Carlos Villalobos
Los primeros libros que recuerdo haber leído de principio a fin fueron Viaje al centro de la Tierra y Harry Potter y el prisionero de Azkaban; uno me llevó a lo profundo del planeta y el otro, a una escuela de magia y hechicería. Aunque no eran de esos libros clásicos que “todos debemos leer”, no eran historias de “niños” o “niñas”, eran aventuras, mundos completos donde podías imaginarte una realidad distinta. Con el tiempo, sin darme cuenta, me encerré en lecturas técnicas, densas, funcionales. Las exigencias del análisis político, digital, tecnológico, social y de un mundo donde ser hombre parece significar siempre estar ocupado, siempre produciendo, siempre “aprovechando el tiempo”.
A pesar de que lo anterior pudiera parecer una mera anécdota, lo cierto es que ante la pregunta ¿Por qué los hombres leen menos? tuve un par de descubrimientos que comparto con gusto. De acuerdo con datos de Estados Unidos y México, los hombres cada vez leen menos, y cuando lo hacen, prefieren no ficción, contenidos prácticos, cosas “útiles”. Pero, ¿qué pasa cuando dejamos de leer ficción? ¿Qué pasa cuando millones de hombres ya no imaginan, ya no sueñan, ya no leen historias donde alguien distinto a ellos tiene un mundo interior que también vale la pena explorar?
Una cosa es clara, la lectura está dejando de ser parte de lo cotidiano masculino. Por ejemplo, en Estados Unidos, apenas el 27.7 % de los hombres lee ficción, contra el 46.9 % de las mujeres. En México, el panorama parece más parejo, ya que 69.9 % de los hombres dijeron haber leído algo en 2024, contra 69.3 % de las mujeres. Pero ahí está la trampa porque leemos, sí, pero ¿qué leemos? ¿Por qué lo leemos? ¿Y qué nos deja?
Hay algo profundamente masculino, en su concepción más tradicional, en eso de leer solo cosas que “sirven para algo”. Historia, biografías, ciencia, política, manuales, desarrollo personal(aunque esto no tanto, creo yo) ,libros que sumen, que te den herramientas, que te mantengan productivo y ojo, eso no es un problema por sí mismo. Pero cuando se abandona la ficción, la emoción, la narrativa, algo se rompe y dentro de esto está la posibilidad de ver al otro, de imaginar mundos distintos, de sentir sin que eso nos haga “menos hombres”.
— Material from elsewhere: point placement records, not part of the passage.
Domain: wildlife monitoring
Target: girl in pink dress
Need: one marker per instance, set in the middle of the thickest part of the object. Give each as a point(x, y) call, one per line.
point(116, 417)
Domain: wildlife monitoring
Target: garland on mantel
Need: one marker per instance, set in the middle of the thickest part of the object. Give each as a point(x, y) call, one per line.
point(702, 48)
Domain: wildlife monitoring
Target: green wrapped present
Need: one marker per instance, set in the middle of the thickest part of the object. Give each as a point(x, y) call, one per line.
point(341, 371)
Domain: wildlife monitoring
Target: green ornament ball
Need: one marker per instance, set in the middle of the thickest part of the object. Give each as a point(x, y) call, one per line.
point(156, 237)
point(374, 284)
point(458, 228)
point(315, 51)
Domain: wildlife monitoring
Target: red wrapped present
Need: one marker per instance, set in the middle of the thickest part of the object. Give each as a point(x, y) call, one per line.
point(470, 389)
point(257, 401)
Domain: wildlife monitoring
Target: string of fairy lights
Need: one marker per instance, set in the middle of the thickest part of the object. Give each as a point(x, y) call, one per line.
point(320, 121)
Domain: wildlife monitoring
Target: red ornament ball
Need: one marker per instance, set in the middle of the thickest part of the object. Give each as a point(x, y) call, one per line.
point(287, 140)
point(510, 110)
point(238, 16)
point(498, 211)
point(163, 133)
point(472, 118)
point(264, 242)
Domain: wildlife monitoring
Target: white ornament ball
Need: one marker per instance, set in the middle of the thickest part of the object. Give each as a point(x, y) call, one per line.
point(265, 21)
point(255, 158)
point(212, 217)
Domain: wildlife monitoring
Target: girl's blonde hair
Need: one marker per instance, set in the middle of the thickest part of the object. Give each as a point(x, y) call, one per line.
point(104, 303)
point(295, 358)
El fenómeno es estructural, porque desde niños, los hombres tienen menos modelos lectores. Son menos los papás que leen con sus hijos o a sus hijos. Los libros que se promueven en casa y en la escuela no siempre conectan con ellos. Si el sistema les ofrece videojuegos, redes sociales, deporte o YouTube antes que un libro, la balanza es fácil de inclinar.
Pero hay más, porque la lectura ha sido presentada, al menos en la última década, como un “espacio femenino”. Algunas tendencias marcadas en BookTok (término para referirse a creadoras y creadores de contenido literario), son romance, fantasía emocional, young adult que dominan las estanterías. Y aunque eso podría cambiar, la industria editorial va donde hay ventas, no donde hay vacío. Entonces muchos hombres simplemente dejan de mirar los anaqueles, dejan de buscar y se borran del mapa lector.
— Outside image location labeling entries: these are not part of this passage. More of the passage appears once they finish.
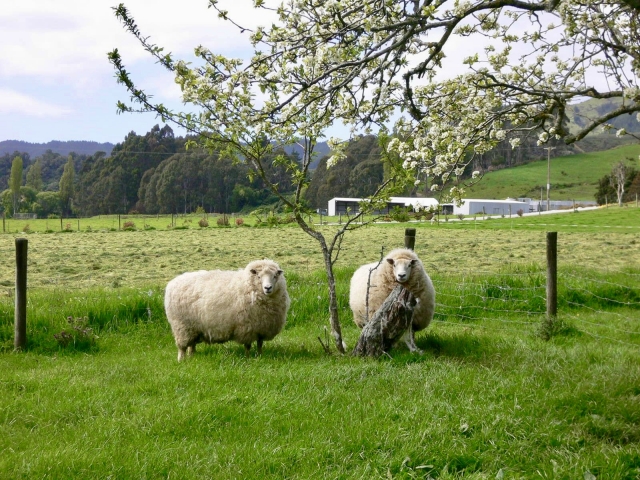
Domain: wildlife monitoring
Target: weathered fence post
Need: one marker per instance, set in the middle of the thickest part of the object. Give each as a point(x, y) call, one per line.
point(20, 339)
point(552, 285)
point(409, 238)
Todo esto lo digo con toda la responsabilidad, ya que esta situación puede estar alimentando una crisis mucho más grave, el machismo que se radicaliza. ¿Cuántos hombres están creciendo sin leer una sola historia que los saque de sí mismos? ¿Cuántos nunca han imaginado lo que es ser otro, vivir otro contexto, sentir distinto? Si no hay ficción, no hay empatía. Si no hay empatía, hay violencia y si a eso le sumamos discursos extremos como los de Andrew Tate, el Temach o similares, que minimizan lo “leído” frente a lo “vivido”, el cóctel está servido.
Leer no deber ser un lujo o un gusto, más bien es un acto profundamente humano. Es imaginar para no repetir, es sentir para no destruir. Es, también, un espacio para reinventar lo que significa ser hombre hoy. Porque llorar con una novela, conmoverse con un personaje, engancharse con una historia que no te “sirve para nada” quizás es justo lo que más necesitamos.
También necesitamos a más hombres leyendo ficción, si, pero no porque sea una cuota o un deber moral o una tarea como en la escuela, sino porque ahí, en ponerse en los zapatos de otro, puede estar el comienzo de algo distinto, el comienzo de la empatía en todas nuestras vidas.
Algo que no se ve en los datos, pero que se nota cuando los hombres también pueden imaginarse otros mundos.